La idea del soltero como ser meditabundo, intranquilo, cerebral e instintivo, como un tigre haciendo ochos en la soledad del cuarto, tiene su origen inmediato, es decir, su fuente, en Ramón López Velarde, en Obra maestra, prosa que aparece en El Minutero. Lizalde expande vertiginosamente la intuición velardiana, le da sus señas milimétricas, sus rasgos íntimos, su visón personal, su ritmo, su tono;  desde un trazo crea un universo.

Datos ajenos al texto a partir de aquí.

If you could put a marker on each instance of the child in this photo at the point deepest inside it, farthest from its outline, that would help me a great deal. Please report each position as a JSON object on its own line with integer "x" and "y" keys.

Como dice Salvador Elizondo sobre la obra de Lizalde en el Museo poético: “la percepción agudísima de los estados más nefandos de la vida”.  El tigre en la casa, nos da esas quebraduras para observar a nuestras propias bestias, las que nos merodean los sueños, las que nos acompañan en los silencios prolongados, en los pensamientos malignos como relámpagos sucios, perdigones perdidos que súbitamente nos atemorizan. Porque esa fiera que camina en sigilo con nosotros, esa que abre heridas, es la misma que lee en las cicatrices la voluntad de su amor. Así los poemas del maestro Lizalde, son esos espejos donde podemos reconocer nuestro propio dolor, espejos con esencias de garra.  

En Caza mayor se hace presente el tema de la depredación, el hombre es lobo del hombre. Un libro donde aparecen otros tigres como Sabines, el itinerario por los cielos inferiores de las cantinas en compañía del gran amigo. Congregación de otros tigres, el de William Blake o el de Rubén Darío.

Lizalde, es uno de los altos capitanes de la máxima expresión verbal en nuestra lengua. Sus epigramas, elegías heroicas, odas, poemas extensos; acuñados con todas las gamas de versificación castellana; su tono y temperamento tan personal, su elocutio pulido en los hornos de la razón y experiencia vital han dejado una huella poética que permitirá la conversación con las siguientes generaciones y causará estremecimiento en ellas.     

“La luz no muere sola/ arrastra en su desastre todo lo que ilumina/, así el amor”.